How can I substitute multiple instances of a character with the same number of instances of a different character in linux sed?

2

I need to substitute a repeating set of characters (2 or more) with the exact number of replacement characters. I need to do this either with sed, or within vi.

Examples

"abc,,,def" becomes "abc|||dev"
"1245d,,,,,22" becomes "1245d|||||22"

Thanks

xman

Posted 2017-06-02T06:07:19.707

Reputation: 21

So you need a global replacement of a character with another one, in a file? – Alex – 2017-06-02T06:16:40.757

Yes, but only where there are 2+ repetitions of it. – xman – 2017-06-02T06:52:39.483

This can be easily achieved with perl: perl -lape 's/,{2,}/"|" x length($&)/ge'. Too bad you can't use it (why?).

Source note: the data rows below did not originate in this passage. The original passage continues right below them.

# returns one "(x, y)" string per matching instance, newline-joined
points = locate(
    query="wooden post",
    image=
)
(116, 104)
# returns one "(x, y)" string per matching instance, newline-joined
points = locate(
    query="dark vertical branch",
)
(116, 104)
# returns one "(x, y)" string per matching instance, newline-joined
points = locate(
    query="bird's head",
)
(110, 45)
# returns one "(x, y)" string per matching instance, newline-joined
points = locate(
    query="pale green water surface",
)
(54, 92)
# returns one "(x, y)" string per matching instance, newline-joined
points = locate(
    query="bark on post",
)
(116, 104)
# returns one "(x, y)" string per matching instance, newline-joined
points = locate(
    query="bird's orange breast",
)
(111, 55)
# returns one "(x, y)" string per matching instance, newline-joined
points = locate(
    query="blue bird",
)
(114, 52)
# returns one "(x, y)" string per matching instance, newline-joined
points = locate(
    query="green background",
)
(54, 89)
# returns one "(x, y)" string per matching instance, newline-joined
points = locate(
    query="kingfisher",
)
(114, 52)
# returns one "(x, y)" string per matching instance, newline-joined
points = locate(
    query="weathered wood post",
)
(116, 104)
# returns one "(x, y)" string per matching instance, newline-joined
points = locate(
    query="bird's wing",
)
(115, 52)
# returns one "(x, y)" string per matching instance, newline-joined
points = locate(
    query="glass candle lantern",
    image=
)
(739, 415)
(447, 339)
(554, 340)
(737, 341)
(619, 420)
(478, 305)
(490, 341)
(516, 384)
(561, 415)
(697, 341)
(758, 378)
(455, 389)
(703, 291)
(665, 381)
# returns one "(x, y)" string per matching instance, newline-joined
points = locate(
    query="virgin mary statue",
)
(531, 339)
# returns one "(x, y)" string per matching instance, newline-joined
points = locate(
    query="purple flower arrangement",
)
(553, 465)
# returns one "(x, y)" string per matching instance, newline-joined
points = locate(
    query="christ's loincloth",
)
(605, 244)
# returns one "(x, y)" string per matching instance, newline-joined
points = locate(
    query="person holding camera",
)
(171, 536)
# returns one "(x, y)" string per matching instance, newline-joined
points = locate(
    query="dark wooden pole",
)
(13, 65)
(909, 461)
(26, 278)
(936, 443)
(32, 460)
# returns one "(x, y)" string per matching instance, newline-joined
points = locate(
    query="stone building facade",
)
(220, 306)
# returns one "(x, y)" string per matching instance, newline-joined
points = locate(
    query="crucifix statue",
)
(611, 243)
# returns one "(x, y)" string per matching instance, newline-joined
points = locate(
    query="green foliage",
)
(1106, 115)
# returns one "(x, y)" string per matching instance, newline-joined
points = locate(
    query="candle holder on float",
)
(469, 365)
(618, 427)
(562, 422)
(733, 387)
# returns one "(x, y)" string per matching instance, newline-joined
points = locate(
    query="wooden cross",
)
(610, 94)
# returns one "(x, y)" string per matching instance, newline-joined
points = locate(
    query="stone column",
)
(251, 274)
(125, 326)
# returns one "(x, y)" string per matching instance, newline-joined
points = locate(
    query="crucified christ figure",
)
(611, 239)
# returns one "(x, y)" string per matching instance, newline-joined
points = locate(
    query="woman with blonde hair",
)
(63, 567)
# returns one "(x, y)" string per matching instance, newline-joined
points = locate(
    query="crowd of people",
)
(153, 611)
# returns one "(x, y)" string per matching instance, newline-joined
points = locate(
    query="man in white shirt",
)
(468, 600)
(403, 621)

It can be called from within vi, don't know whether that's admissible in your situation. – simlev – 2017-09-19T15:00:13.947

Answers

1

Pipe through sed, like

echo "abc,,,def" | sed 's/,/|/g'

but I would recommend to use

tr ',' '|'

in this case.

jvb

Posted 2017-06-02T06:07:19.707

Reputation: 1 697

This would not work. As mentioned in the question, it needs to match 2 or more reps of the character. – xman – 2017-06-02T06:51:43.123

thanks for clarification, my fault. So you want to replace only the parts in brackets: echo "a,bc,,,def" | sed -E 's/(,,+)/(\1)/g' -> a,bc(,,,)def - researching now... – jvb – 2017-06-02T07:06:24.317

partial "solution": echo "a,b,,c,,,c" | sed 's/,,,,/||||/g; s/,,,/|||/g; s/,,/||/g' (expand the pattern if needed). Not really a nice solution, but might be of use if the maximum number of repetitions is known. – jvb – 2017-06-02T08:57:08.650

True... your approach would work if we know the max number of reps. Would be good if there is a generic solution though. – xman – 2017-06-02T09:51:29.207

What about echo "a,b,,c,,,c" | sed -E 's/([^,]),([^,])/\1#\2/g; s/,/|/g; s/#/,/g'? This will convert every single "," to "#", then all remaining (=multiple) "," to "|", and then all saved "#" to ",". But it needs a character which is unused in the input stream (# here). – jvb – 2017-06-02T10:20:54.420

this would work. You are right in that it needs an unused character... which fortunately is available. – xman – 2017-06-09T03:22:37.023

1

Excuse me for not commenting, I don't have 50 reputation.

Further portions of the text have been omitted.